Accentuando una disposizione analitica favorita dal fertile humus di Lentini, patria di Gorgia, Sebastiano Addamo, “poeta-pensatore” come non a caso lo definì Leonardo Sciascia cui lo unì una comunione d’intenti letterari ed esistenziali, l’impegno civile, la tensione morale, il pessimismo ontologico, armato degli strumenti della riflessione filosofica, evidenti in un tessuto narrativo intramato da un fitto citazionismo puntualmente decriptato dalla curatrice che ne individua la fonte nell’opera di Kirkegaard, Schopenhauer, Nietzsche, Freud, Heidegger, Husserl, Sartre, fra gli altri, ingaggia una strenua lotta di liberazione da tutte le forme di ipocrisia sulle quali ha allignato la civiltà occidentale e la cultura meridionale.
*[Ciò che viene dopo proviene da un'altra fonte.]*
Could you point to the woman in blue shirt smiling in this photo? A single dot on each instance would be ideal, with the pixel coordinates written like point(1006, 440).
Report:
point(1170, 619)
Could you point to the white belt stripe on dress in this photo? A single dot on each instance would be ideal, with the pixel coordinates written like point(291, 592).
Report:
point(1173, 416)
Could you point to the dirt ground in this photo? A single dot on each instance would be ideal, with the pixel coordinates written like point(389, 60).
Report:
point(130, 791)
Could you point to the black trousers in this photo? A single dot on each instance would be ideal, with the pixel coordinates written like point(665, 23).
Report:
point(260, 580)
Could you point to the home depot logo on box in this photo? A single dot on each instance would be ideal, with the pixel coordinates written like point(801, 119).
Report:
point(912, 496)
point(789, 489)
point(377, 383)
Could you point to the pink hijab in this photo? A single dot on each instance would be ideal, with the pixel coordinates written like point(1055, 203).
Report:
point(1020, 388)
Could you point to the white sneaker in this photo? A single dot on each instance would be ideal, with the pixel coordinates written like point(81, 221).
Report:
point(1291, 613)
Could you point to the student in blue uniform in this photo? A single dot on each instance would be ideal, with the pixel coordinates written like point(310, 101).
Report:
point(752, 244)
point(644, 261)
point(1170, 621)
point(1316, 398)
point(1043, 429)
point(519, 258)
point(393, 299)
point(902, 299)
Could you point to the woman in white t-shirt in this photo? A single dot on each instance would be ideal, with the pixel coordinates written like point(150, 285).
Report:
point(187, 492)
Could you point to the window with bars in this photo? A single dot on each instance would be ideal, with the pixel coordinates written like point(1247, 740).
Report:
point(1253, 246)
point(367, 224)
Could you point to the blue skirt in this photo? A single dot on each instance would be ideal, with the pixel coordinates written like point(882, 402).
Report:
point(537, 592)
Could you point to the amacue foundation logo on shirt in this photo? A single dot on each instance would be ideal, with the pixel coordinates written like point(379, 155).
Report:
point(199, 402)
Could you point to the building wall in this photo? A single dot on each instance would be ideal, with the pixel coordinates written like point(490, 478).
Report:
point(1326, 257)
Lo documenta la dissacrazione di archetipi a falsi miti di cui è sconcertante metafora l’insano amplesso del giovane Gino con la degenere, laida figura materna della padrona della squallida pensione e infine lo scenario apocalittico del bombardamento aereo su Catania che traduce l’attesa palingenetica di un mondo migliore da quello consegnato dai Padri.
L’ironia provocatoria, il raziocinare pensoso, il moralismo risentito, innervano un impianto narrativo sdoppiato nei piani paralleli della memoria e della riflessione, destrutturando la tradizionale forma romanzesca mediante l’intervento di “chiose spiegative” che, come un manzoniano “cantuccio dell’autore”, danno voce al grido di protesta di quei “chierici traditi”, quegli intellettuali ai quali, ribadisce lo scrittore, bisogna “guardare per sapere quale è la posizione più utile”.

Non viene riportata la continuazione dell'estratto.